Elsevier

Burns

Volume 34, Issue 5, August 2008, Pages 648-654
Burns

Calculating the optimum temperature for serving hot beverages

https://doi.org/10.1016/j.burns.2007.09.012Get rights and content

Abstract

Hot beverages such as tea, hot chocolate, and coffee are frequently served at temperatures between 160 °F (71.1 °C) and 185 °F (85 °C). Brief exposures to liquids in this temperature range can cause significant scald burns. However, hot beverages must be served at a temperature that is high enough to provide a satisfactory sensation to the consumer. This paper presents an analysis to quantify hot beverage temperatures that balance limiting the potential scald burn hazard and maintaining an acceptable perception of adequate product warmth. A figure of merit that can be optimized is defined that quantifies and combines both the above effects as a function of the beverage temperature.

An established mathematical model for simulating burns as a function of applied surface temperature and time of exposure is used to quantify the extent of thermal injury. Recent data from the literature defines the consumer preferred drinking temperature of coffee. A metric accommodates the thermal effects of both scald hazard and product taste to identify an optimal recommended serving temperature.

The burn model shows the standard exponential dependence of injury level on temperature. The preferred drinking temperature of coffee is specified in the literature as 140 ± 15 °F (60 ± 8.3 °C) for a population of 300 subjects. A linear (with respect to temperature) figure of merit merged the two effects to identify an optimal drinking temperature of approximately 136 °F (57.8 °C).
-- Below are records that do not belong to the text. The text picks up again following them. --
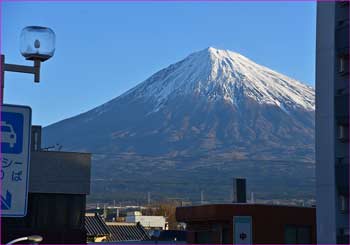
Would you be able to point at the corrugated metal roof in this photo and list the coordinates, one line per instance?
(127, 232)
(95, 226)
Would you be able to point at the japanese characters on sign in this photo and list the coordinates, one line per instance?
(15, 157)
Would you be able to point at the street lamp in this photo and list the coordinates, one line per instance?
(37, 43)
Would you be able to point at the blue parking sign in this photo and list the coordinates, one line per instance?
(11, 132)
(15, 159)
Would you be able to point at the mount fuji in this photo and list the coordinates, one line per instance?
(213, 108)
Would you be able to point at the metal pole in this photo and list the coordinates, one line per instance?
(2, 77)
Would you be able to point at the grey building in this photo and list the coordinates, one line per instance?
(58, 185)
(332, 122)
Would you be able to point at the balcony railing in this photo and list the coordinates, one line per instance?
(342, 175)
(341, 104)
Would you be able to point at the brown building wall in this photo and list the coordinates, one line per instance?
(268, 221)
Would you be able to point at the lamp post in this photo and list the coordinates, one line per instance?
(37, 43)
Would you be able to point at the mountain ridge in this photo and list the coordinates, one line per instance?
(214, 107)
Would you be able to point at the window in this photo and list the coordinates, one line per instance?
(297, 234)
(343, 132)
(203, 237)
(344, 64)
(344, 204)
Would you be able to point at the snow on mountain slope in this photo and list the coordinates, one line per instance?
(222, 74)
(212, 101)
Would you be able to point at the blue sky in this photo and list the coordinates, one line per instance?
(104, 49)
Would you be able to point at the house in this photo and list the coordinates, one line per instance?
(96, 228)
(246, 223)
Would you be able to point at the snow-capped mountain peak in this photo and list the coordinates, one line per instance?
(225, 75)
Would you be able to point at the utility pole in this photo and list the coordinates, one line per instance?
(149, 198)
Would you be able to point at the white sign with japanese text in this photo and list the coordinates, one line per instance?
(15, 158)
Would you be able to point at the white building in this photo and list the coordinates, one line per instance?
(149, 222)
(332, 122)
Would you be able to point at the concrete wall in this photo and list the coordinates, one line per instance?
(60, 172)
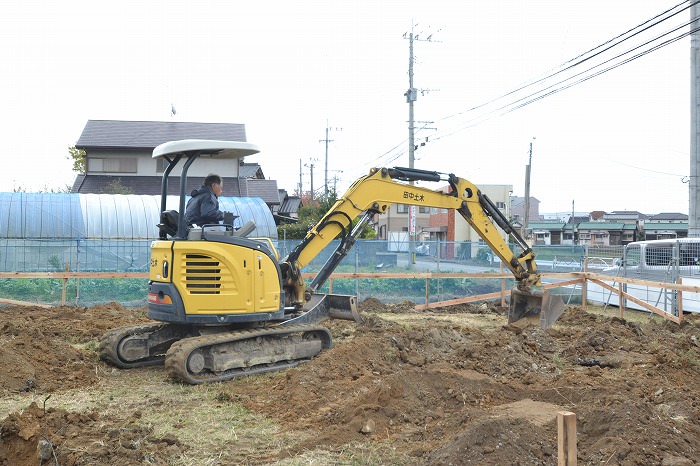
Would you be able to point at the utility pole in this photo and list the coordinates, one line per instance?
(694, 212)
(527, 194)
(325, 179)
(300, 186)
(311, 168)
(411, 96)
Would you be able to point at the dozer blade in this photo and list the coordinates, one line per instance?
(328, 306)
(537, 308)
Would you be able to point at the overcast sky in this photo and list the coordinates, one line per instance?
(287, 70)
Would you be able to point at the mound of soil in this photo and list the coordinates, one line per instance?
(450, 386)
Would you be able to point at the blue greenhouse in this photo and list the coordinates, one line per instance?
(50, 232)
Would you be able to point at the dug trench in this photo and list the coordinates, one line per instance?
(451, 386)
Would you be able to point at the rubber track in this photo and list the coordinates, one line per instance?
(177, 355)
(108, 349)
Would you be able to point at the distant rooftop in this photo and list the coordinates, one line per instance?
(120, 134)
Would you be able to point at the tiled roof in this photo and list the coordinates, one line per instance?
(669, 216)
(266, 189)
(290, 205)
(148, 134)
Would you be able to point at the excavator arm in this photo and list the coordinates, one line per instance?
(374, 193)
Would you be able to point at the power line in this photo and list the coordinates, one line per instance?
(539, 94)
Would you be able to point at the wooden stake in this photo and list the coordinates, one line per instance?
(566, 427)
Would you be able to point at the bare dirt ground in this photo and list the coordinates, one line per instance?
(449, 387)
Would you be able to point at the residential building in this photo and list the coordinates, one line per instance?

The analysis points to a reduction in the presently recommended serving temperature of coffee to achieve the combined result of reducing the scald burn hazard and improving customer satisfaction.

Introduction

The high temperature range typically recommended for serving hot beverages commercially (recommended to be on the order of 185 °F (85 °C)) presents a substantial scald burn hazard to consumers [1], and many such injuries occur annually [2], [3]. A reduction in the number and severity of these injuries has been a long-standing objective within the burn prevention community. One step toward that goal is to construct an analysis tool that can be used to predict the quantitative effect of altering the beverage temperature on changing the potential for scald injury.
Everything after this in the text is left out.